You're implementing atomic bank transfer: debit account A, credit account B. You run two separate Redis commands: DECRBY account:A 100, then INCRBY account:B 100. Between the two commands, a network error occurs and the second command never reaches Redis. Account A is debited but B isn't credited—money vanishes! How does Lua scripting prevent this?
Lua scripts are atomic: all commands in the script run together, indivisible. Even if network dies midway through script execution, either the entire script completes or none of it does. Use EVAL: EVAL 'redis.call("DECRBY", KEYS[1], ARGV[1]); redis.call("INCRBY", KEYS[2], ARGV[1]); return 1' 2 account:A account:B 100. Redis holds lock during script execution—no other client can interleave. If network dies during script execution on the client side (before receiving response), the script still completes on Redis side. To verify: run redis-cli EVAL ... and kill the connection with CTRL+C while script is running. Restart redis-cli and query account balances—transfer will have completed. Atomicity guarantee: (1) no client can read partial state (A is debited but B isn't), (2) script always either fully succeeds or fully fails, (3) ACID properties within script scope. However, Lua doesn't protect against crash of Redis itself. If Redis crashes midway: (1) use persistence (AOF) to recover. AOF logs the EVAL command, and on restart, the script is re-executed atomically. (2) idempotent scripts: if script runs twice, same result. Use unique ID: EVAL '... SET accounting:transfer:
Follow-up: If the Lua script calls a command that's very slow (e.g., FLUSHDB on a large database), how would you prevent the entire Redis from hanging?
Your Lua script hits an error: redis.call("LRANGE", "mylist", 0, -1) returns a list, but the script tries to access a hash field: local val = result["field"]. Script crashes. All subsequent commands from clients are stalled while Redis tries to handle the script error. SLOWLOG shows "script killed" errors. How do you debug and fix?
Lua type errors crash the script, and while the script is running, Redis can't process other commands (blocking everyone). Debug: (1) test script locally: install redis-cli with --eval flag or use redis-lua-debugger. Run redis-cli EVAL script.lua 0 and inspect error output. (2) use redis-call error handling: EVAL 'local result = redis.call("LRANGE", "mylist", 0, -1); if type(result) == "table" then ... else redis.error_reply("wrong type") end' 0. (3) use pcall instead of redis.call to catch errors gracefully: EVAL 'local ok, result = pcall(function() return redis.call("LRANGE", "mylist", 0, -1) end); if not ok then return {err = result} else ... end' 0. This prevents script crash and allows retry.

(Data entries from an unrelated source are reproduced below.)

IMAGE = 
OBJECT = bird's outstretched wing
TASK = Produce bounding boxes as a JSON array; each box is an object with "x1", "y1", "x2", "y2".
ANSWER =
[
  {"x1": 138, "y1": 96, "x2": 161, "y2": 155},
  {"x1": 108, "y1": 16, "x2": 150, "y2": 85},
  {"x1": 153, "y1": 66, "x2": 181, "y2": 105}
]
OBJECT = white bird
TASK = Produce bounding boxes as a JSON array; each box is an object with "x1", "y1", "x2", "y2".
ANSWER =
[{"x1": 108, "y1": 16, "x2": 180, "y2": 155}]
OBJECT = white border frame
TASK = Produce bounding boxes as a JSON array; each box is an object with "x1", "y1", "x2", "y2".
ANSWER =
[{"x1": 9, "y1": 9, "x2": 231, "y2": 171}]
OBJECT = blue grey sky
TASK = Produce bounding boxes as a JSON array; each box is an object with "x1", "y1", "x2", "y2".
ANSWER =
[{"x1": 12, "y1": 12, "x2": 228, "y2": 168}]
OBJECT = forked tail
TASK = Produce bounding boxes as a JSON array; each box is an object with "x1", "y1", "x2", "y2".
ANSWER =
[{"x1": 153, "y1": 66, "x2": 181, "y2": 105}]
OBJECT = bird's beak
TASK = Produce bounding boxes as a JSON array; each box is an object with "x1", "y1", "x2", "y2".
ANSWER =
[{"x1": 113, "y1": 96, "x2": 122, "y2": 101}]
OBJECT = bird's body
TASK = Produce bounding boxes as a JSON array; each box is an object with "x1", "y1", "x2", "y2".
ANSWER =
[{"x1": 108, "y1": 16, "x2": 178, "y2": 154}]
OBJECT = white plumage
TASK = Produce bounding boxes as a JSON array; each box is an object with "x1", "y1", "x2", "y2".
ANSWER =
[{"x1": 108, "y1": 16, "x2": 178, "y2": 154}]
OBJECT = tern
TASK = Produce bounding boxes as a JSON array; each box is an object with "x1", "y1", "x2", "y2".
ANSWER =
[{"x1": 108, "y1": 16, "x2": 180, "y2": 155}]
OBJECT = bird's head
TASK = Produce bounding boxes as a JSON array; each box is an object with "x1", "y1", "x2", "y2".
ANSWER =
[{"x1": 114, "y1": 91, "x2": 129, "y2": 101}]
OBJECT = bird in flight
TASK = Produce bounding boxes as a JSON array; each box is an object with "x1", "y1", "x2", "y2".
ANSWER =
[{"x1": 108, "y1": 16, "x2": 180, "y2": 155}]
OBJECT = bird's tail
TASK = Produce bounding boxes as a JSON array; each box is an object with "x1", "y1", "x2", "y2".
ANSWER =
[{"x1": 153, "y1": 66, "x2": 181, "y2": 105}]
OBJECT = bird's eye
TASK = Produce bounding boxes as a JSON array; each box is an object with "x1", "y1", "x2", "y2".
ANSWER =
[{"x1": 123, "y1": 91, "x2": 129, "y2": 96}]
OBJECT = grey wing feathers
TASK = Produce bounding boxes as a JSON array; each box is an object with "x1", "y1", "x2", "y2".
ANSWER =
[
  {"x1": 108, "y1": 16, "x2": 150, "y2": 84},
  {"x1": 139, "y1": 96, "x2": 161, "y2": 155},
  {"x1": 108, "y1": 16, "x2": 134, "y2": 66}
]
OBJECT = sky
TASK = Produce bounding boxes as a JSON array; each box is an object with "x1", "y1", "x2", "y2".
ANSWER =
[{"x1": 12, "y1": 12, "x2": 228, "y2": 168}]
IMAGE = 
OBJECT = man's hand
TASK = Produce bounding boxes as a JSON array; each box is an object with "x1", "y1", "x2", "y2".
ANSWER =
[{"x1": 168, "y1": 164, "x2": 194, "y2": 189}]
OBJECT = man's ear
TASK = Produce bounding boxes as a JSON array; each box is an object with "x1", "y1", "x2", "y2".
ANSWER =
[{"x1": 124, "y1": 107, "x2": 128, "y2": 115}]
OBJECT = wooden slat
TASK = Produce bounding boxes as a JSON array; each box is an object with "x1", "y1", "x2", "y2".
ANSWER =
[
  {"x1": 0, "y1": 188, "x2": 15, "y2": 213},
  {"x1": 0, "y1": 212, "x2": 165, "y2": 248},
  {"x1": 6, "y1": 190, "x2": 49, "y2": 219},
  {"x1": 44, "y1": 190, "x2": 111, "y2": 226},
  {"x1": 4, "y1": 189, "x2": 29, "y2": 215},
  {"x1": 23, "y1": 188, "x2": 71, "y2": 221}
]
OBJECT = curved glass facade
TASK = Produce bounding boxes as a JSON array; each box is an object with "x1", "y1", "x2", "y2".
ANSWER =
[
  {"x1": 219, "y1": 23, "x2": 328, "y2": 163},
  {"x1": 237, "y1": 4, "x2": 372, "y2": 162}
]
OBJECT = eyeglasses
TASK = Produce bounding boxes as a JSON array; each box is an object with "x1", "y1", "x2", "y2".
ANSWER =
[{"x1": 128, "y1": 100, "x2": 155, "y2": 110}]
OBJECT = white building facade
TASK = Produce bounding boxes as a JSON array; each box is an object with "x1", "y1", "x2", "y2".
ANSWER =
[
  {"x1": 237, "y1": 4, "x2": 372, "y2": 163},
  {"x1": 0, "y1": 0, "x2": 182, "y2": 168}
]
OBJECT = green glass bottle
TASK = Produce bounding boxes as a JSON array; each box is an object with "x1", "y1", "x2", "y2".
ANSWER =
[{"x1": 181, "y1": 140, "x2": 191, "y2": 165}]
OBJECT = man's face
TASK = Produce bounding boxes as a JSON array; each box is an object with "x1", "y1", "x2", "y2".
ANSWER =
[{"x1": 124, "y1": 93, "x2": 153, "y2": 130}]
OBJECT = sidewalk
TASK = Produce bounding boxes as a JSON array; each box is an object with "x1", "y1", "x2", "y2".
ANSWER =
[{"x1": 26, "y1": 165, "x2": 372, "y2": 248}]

To fix the stalled clients: (1) run SCRIPT KILL on Redis CLI from another client connection to forcibly abort the runaway script. (2) if SCRIPT KILL doesn't work (script is in middle of redis.call), you must SHUTDOWN or kill -9 the Redis process. (3) prevent by: (a) test scripts thoroughly before production, (b) set script timeout: CONFIG SET lua-time-limit 5000 (5 seconds) so slow scripts auto-abort, (c) add error checking in script. Verify: run redis-benchmark --eval script.lua 0 -c 100 to load test with multiple clients and ensure script doesn't block.
Follow-up: If a script repeatedly times out (lua-time-limit exceeded), how would you optimize it without rewriting the entire script?
Your Lua script uses redis.call inside a loop: for i=1, 1000 do redis.call("SET", "key"..i, "value") end. The script runs for 5 seconds, blocking all clients. A monitoring system detects the block and alerts: "Redis under heavy load". You want to keep atomicity but reduce blocking time. What's the tradeoff?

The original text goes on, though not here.